La superioridad moral se ha trasladado
Juan Carlos Girauta.- Ayer recordaba el director de El Debate cómo el Gobierno de la Nación tomó el mando directamente, sin que surgiera duda competencial alguna, cuando lo del Prestige, accidente exprimido como un limón por el PSOE, explotado en una campaña tan indecente como eficaz. Sin víctimas, lograron desatar una ira repentina entre propios y extraños ideológicos. Hay un ejemplo más espectacular del dominio que la izquierda ha tenido no ya sobre la opinión pública sino sobre la intensidad y prelación de los sentimientos: la campaña contra el sacrificio del perro Excalibur, cuya propietaria había contraído el ébola. Los vídeos de enfurecidos grupos están en la red. Concentrados frente a la casa de la propietaria del can, se enfrentaron a la Policía, gritando «¡asesinos!» a los encargados de cumplir con la orden judicial: trasladar al perro y sacrificarlo sin dolor. Hubo heridos y desfallecimientos, y el hashtag #SalvemosaExcalibur se hizo trending topic mundial.
Consideremos las diferencias entre los anteriores ejemplos de agitación y la catástrofe valenciana. En los primeros no hubo pérdidas humanas; en el segundo ni siquiera conocemos las cifras, que en estos momentos supera oficialmente los doscientos fallecidos y que se teme sean muchas más. Cuando los primeros gobernaba la derecha —Aznar y Rajoy respectivamente— y cuando el segundo gobierna la izquierda. En los primeros, las campañas surgen de la izquierda y producen sus efectos según un patrón expansivo de la indignación que deja de responder a obediencias ideológicas; en el segundo sucede algo decisivo que, según creo, traslada la superioridad moral de una izquierda que grita a una derecha que hace.
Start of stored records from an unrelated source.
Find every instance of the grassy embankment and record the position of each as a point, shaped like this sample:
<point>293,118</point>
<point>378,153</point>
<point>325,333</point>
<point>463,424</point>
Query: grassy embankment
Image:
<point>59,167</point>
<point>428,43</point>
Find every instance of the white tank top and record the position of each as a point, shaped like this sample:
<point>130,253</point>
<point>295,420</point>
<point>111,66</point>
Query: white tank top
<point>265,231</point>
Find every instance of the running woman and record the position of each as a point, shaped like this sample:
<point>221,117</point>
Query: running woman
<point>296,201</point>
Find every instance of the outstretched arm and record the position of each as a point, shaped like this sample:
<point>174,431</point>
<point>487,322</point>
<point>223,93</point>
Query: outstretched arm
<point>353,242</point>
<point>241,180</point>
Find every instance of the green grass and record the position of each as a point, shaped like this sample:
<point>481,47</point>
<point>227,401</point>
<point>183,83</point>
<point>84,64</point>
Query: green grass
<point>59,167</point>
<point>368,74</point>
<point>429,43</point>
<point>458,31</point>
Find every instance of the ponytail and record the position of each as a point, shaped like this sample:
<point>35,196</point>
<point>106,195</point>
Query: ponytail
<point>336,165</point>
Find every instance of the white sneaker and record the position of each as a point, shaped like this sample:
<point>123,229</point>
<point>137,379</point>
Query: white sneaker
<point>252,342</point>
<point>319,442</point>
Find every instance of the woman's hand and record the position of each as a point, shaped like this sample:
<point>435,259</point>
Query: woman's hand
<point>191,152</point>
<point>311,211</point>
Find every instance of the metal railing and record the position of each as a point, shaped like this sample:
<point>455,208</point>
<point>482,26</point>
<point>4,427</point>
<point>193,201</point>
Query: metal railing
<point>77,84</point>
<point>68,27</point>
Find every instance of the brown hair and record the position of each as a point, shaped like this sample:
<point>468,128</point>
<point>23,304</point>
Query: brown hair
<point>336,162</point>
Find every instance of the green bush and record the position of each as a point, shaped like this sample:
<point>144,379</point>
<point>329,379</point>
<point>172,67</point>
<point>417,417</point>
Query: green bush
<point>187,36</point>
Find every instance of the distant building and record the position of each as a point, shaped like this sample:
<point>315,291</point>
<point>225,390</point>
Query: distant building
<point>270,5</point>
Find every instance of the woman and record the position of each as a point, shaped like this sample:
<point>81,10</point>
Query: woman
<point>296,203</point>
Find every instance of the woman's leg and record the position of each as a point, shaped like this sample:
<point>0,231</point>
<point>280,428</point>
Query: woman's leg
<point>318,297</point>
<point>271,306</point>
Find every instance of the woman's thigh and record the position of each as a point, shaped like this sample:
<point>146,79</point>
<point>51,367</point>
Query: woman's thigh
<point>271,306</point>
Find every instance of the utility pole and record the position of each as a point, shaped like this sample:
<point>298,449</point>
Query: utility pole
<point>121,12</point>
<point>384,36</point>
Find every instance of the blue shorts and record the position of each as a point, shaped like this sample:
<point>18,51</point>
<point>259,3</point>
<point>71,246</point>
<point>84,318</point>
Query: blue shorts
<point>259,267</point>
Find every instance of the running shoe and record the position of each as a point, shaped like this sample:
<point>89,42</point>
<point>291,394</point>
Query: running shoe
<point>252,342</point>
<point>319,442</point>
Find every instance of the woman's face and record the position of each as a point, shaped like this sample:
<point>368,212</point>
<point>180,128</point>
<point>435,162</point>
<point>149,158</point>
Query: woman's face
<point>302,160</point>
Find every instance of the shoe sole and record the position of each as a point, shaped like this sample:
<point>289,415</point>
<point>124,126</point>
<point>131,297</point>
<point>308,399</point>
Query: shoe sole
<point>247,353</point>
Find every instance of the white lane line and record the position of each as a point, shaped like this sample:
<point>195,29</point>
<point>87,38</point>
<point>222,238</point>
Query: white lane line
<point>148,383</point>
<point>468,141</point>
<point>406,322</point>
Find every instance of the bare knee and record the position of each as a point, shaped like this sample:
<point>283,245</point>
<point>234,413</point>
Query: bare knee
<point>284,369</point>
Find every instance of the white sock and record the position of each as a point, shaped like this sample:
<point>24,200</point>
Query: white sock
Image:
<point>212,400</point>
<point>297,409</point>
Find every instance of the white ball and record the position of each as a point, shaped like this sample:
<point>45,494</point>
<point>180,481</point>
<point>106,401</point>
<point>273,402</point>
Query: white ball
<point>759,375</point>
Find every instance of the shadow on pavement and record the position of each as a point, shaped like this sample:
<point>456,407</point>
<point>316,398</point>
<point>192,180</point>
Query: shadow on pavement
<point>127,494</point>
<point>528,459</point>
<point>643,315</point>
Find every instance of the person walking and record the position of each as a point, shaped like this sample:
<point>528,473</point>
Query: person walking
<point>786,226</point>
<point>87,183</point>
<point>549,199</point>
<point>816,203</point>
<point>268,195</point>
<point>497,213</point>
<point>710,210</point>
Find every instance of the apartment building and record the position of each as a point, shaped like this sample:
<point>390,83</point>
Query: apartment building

En 2002, con el Prestige y el «No a la guerra», Zapatero, líder socialista tenido hasta entonces por moderado, se reveló un implacable agente de destrucción del adversario, un generador y canalizador de odio que remataría la faena vertiendo sobre el Gobierno la responsabilidad por los atentados de los trenes, el 11 de marzo de 2004, a tres días de las elecciones generales. Una anomalía en todo caso, pues los atentados terroristas de gran magnitud suelen unir a la gente en torno a su Gobierno. Por primera vez en la historia, una red se alzó en factor político decisivo. Me refiero, claro, a los «pásalo» por SMS. Muchos años después, Pablo Iglesias se atribuiría su organización.
¿Por qué se ha trasladado la superioridad moral de la izquierda a la derecha en una sola semana? Porque en cuanto los efectos de la gota fría se conocieron, numerosos voluntarios se autoorganizaron mientras el Estado colapsaba en un cruce de patrañas competenciales que, en efecto, no se había suscitado con el Prestige. Millares de jóvenes de derechas se movilizan como el rayo, compaginan la crítica a las autoridades, sin distinguir colores, con una espectacular logística y llevan ayuda real a una zona en condiciones infernales. La izquierda, impotente, retratada, vieja, desalmada y puesta en evidencia, los acusa de neonazis desde sus medios. Un intento patético de impedir mediante la calumnia que la gente recuerde lo que ha visto.